Un chauffeur de taxi soupçonné d’avoir tué une Britannique travaillant pour l’ambassade de son pays à Beyrouth a été arrêté lundi par les forces de sécurité libanaises, a rapporté l’agence de presse officielle libanaise ANI.

Rebecca Dykes a été retrouvée morte samedi soir au bord d’une autoroute au nord de Beyrouth, une corde autour du cou et présentant des signes d’étranglement.

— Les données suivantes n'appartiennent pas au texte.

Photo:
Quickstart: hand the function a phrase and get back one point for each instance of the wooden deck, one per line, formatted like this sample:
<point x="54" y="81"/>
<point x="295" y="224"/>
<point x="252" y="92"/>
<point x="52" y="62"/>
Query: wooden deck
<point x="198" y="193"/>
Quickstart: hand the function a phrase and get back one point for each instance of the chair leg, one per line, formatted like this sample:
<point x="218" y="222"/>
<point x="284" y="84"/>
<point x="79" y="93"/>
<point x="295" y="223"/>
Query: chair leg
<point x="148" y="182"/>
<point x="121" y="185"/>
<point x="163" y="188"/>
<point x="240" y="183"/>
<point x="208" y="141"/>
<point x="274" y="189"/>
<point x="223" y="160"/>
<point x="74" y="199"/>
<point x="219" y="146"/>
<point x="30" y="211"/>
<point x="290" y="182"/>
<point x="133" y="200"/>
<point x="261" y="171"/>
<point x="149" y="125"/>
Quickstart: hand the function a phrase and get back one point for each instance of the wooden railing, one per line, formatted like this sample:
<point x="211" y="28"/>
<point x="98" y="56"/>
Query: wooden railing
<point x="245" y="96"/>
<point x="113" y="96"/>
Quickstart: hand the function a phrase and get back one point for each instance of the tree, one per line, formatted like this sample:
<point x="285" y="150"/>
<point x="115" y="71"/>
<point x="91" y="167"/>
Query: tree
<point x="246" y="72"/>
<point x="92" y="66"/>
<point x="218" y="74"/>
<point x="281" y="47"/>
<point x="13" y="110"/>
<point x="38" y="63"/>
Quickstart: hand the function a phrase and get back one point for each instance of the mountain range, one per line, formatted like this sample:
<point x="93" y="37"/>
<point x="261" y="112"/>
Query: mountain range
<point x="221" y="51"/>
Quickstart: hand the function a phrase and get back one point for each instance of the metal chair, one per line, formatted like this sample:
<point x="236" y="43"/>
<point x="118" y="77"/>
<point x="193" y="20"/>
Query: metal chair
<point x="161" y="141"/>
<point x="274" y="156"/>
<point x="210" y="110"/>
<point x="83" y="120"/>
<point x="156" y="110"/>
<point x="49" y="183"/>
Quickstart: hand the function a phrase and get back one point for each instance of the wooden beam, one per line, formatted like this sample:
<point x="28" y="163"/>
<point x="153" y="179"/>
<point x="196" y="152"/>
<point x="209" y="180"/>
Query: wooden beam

Rebecca Dykes travaillait pour le Département de développement international de Grande-Bretagne (DFID), un organe gouvernemental. Son meurtrier présumé, « un chauffeur de taxi libanais », « a avoué son crime », a précisé l’agence ANI (Agence nationale d’information).

La jeune femme était montée dans son véhicule vendredi soir dans le quartier branché de Gemmayzé, dans le centre de Beyrouth, où elle passait la soirée, selon l’agence de presse.

Le chauffeur l’a transportée vers une autoroute au nord de Beyrouth où il a essayé de l’agresser sexuellement, selon la même source. « Il a jeté son corps après avoir enroulé une corde autour de son cou », précise encore l’agence.

Le chauffeur a pu être retrouvé grâce aux caméras de contrôle de la circulation, selon la même source.

Le meurtrier présumé a été arrêté « à l’aube », a déclaré lundi à l’AFP un responsable de sécurité sous le couvert de l’anonymat, qui a exclu toute « motivation politique » derrière ce crime. Il n’a pas donné davantage de détails.

De tels crimes sont rares dans la capitale libanaise, considérée comme relativement sûre pour les touristes et l’importante communauté expatriée qui y réside.

« Toute l’ambassade est profondément choquée et attristée par cette nouvelle », a réagi dimanche l’ambassadeur de Grande-Bretagne à Beyrouth, Hugo Shorter, en présentant ses condoléances à la famille de « Becky ».

« Nous sommes dévastés par la mort de notre Rebecca bien-aimée. Nous faisons tout notre possible pour comprendre ce qui s’est passé », a de son côté indiqué la famille dans un communiqué transmis par le ministère britannique des Affaires étrangères.